The following describes how to integrate Impala with HBase through the example Table test_info:
Integration Process
First, we use HBase Shell to create a table, as shown below:
create 'test_info', 'info'
The table name is test_info and there is only one Column Family named info. We plan to have four columns in this Column cluster: info: user_id, info: user_type, info: gender, info: birthday.

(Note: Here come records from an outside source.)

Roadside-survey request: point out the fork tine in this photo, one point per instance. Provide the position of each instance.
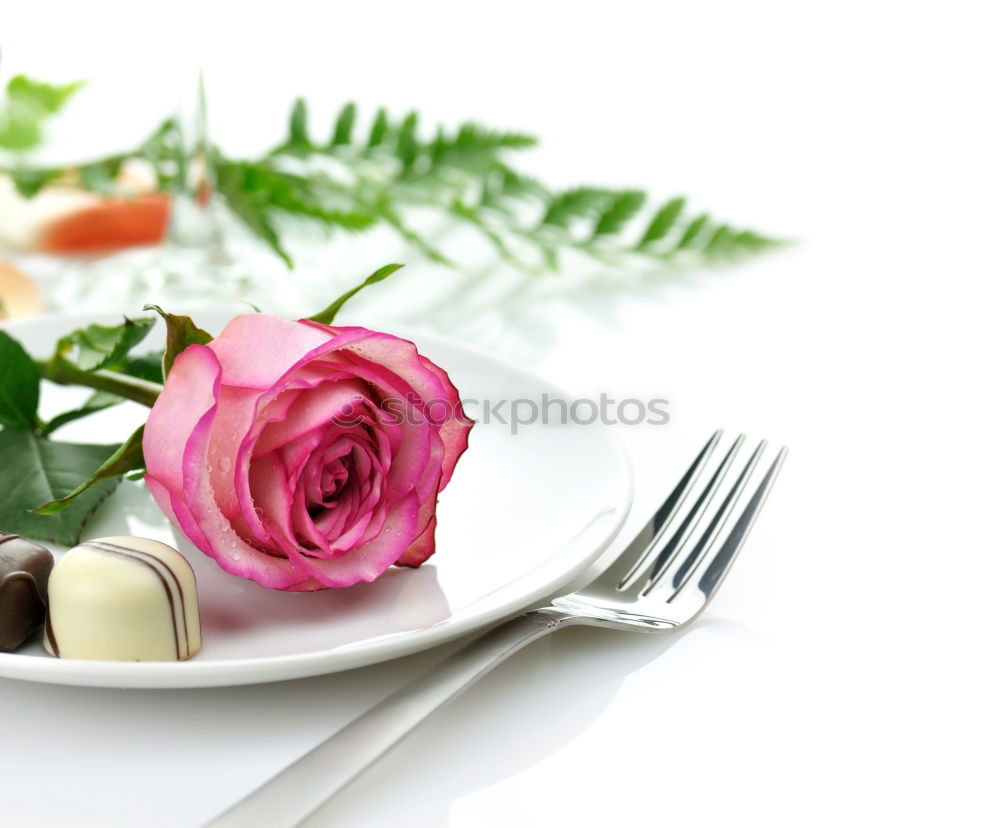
(719, 565)
(679, 539)
(694, 557)
(639, 549)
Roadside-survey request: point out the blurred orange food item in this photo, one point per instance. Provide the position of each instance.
(110, 224)
(18, 294)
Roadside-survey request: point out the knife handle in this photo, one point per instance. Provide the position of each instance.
(296, 792)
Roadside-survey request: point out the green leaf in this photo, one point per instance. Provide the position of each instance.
(720, 242)
(45, 97)
(97, 346)
(181, 332)
(327, 315)
(29, 103)
(621, 208)
(692, 232)
(97, 401)
(148, 367)
(579, 202)
(407, 146)
(19, 384)
(662, 222)
(344, 125)
(36, 470)
(127, 458)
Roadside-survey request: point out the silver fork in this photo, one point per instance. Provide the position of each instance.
(661, 582)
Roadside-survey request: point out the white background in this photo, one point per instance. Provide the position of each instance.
(846, 673)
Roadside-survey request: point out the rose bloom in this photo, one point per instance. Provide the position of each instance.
(304, 456)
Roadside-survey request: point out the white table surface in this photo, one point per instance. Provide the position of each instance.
(847, 672)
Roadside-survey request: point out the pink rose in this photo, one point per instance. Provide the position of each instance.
(304, 456)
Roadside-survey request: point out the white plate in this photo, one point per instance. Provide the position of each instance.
(523, 515)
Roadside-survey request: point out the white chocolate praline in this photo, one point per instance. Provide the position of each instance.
(123, 599)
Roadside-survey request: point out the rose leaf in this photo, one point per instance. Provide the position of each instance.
(327, 315)
(34, 470)
(98, 346)
(181, 332)
(19, 382)
(126, 458)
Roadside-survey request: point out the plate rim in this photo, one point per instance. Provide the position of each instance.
(387, 647)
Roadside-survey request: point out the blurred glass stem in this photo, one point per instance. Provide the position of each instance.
(194, 264)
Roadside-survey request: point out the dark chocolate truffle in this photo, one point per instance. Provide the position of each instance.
(24, 582)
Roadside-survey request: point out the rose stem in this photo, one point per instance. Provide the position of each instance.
(131, 388)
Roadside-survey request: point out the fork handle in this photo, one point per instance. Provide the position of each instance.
(294, 793)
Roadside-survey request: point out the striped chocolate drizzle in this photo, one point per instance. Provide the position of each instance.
(171, 588)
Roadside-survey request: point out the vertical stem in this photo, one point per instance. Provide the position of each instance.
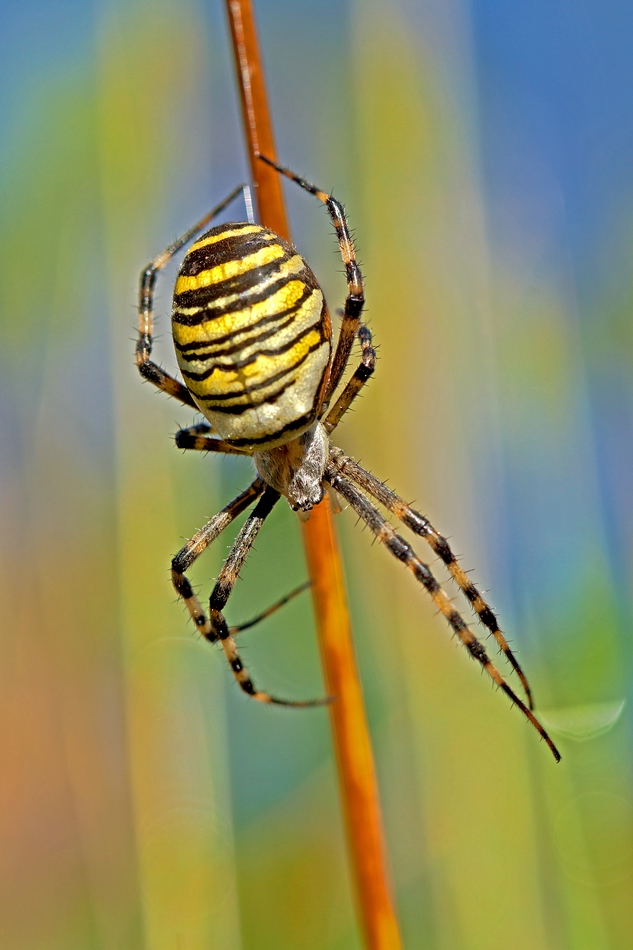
(357, 776)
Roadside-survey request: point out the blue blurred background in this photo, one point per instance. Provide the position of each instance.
(484, 154)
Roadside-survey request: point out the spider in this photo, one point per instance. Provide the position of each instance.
(253, 340)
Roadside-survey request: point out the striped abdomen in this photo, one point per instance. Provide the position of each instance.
(252, 335)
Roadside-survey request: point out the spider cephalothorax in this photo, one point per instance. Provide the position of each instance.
(253, 340)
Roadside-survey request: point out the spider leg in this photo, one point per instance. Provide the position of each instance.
(363, 372)
(439, 544)
(146, 367)
(355, 288)
(385, 533)
(194, 437)
(200, 541)
(223, 589)
(271, 610)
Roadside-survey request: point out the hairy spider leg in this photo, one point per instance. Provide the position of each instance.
(355, 289)
(270, 610)
(421, 526)
(222, 591)
(195, 437)
(199, 543)
(396, 544)
(362, 374)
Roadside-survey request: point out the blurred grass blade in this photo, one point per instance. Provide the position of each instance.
(581, 723)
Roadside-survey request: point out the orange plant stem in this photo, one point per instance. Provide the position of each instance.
(357, 775)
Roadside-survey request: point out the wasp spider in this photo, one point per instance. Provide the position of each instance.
(253, 340)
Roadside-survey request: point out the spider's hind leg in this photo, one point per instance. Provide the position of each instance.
(422, 573)
(439, 544)
(200, 541)
(222, 591)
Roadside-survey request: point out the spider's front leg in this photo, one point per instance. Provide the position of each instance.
(222, 591)
(197, 437)
(355, 287)
(362, 374)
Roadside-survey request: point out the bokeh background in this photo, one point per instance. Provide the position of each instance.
(484, 152)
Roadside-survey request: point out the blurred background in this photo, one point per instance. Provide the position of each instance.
(484, 151)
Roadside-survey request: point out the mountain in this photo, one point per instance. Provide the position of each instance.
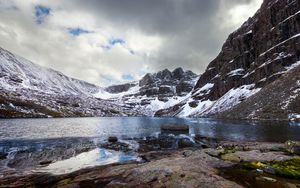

- Create an External table in Hive
Create an External table. The corresponding DDL is as follows:
CREATE EXTERNAL TABLE sho.test_info( user_id string, user_type tinyint, gender string, birthday string)ROW FORMAT SERDE 'org.apache.hadoop.hive.hbase.HBaseSerDe'STORED BY 'org.apache.hadoop.hive.hbase.HBaseStorageHandler'WITH SERDEPROPERTIES ("hbase.columns.mapping" = ":key, info:user_type, info:gender, info:birthday")TBLPROPERTIES("hbase.table.name" = "test_info");
In the preceding DDL statement, specify the ing between Hive External table fields and HBase columns in the with serdeproperties option. ": key" corresponds to RowKey in HBase and is named "user_id ", the rest are the column names in the column cluster info. Finally, the table name to be mapped in HBase is specified in TBLPROPERTIES.
- Synchronize metadata in Impala
Impala shares the Hive Metastore. To synchronize metadata, run the following command in Impala Shell:
INVALIDATE METADATA;
Then, you can view the structure of the table mapped to HBase:
DESC test_info;
Table Structure:
Through the above three steps, we have completed the integration configuration of Impala and HBase.
Verify Integration
Next, we will verify whether the above configuration takes effect through practice.
We simulate that the client inserts data into the HBase table, which can be implemented using HBase API or HBase Thrift. Here we use the HBase Thrift interface for operations. For details, see the HBase Thrift client Java API practice.
Then, we can use Impala Shell for query and analysis. Insert a 20000000 (20 million) record based on the example table created for integration above. Let's make a statistical analysis example. The SQL statement is as follows:
SELECT user_type, COUNT(user_id) AS cnt FROM test_info WHERE gender='M' GROUP BY user_type ORDER BY cnt DESC LIMIT 10;
Shows the running result:
The Hadoop cluster in which the preceding program runs has three Datanode instances. The total execution time of the preceding statistical SQL statements is 88.13 s. My Hadoop cluster configuration is relatively low. The two nodes are dual-core CPU, and the other is 4 cores. The memory is sufficient, about 10 Gb, and many programs are sharing these nodes, such as database servers and SOLR clusters. If you increase the configuration, make some optimizations, and perform statistical analysis on 20000000 (20 million) records, the results should be available within 5 seconds.
Because the test data is randomly generated, gender values are 'M' and 'F', and user_type values are 1 to 10. After grouping, the data distribution is even.
Reference
- Http://www.cloudera.com/content/cloudera-content/cloudera-docs/Impala/latest/Installing-and-Using-Impala/ciiu_impala_hbase.html
- Http://shiyanjun.cn/archives/111.html
Original article address: Impala and HBase integration practices, thanks to the original author for sharing.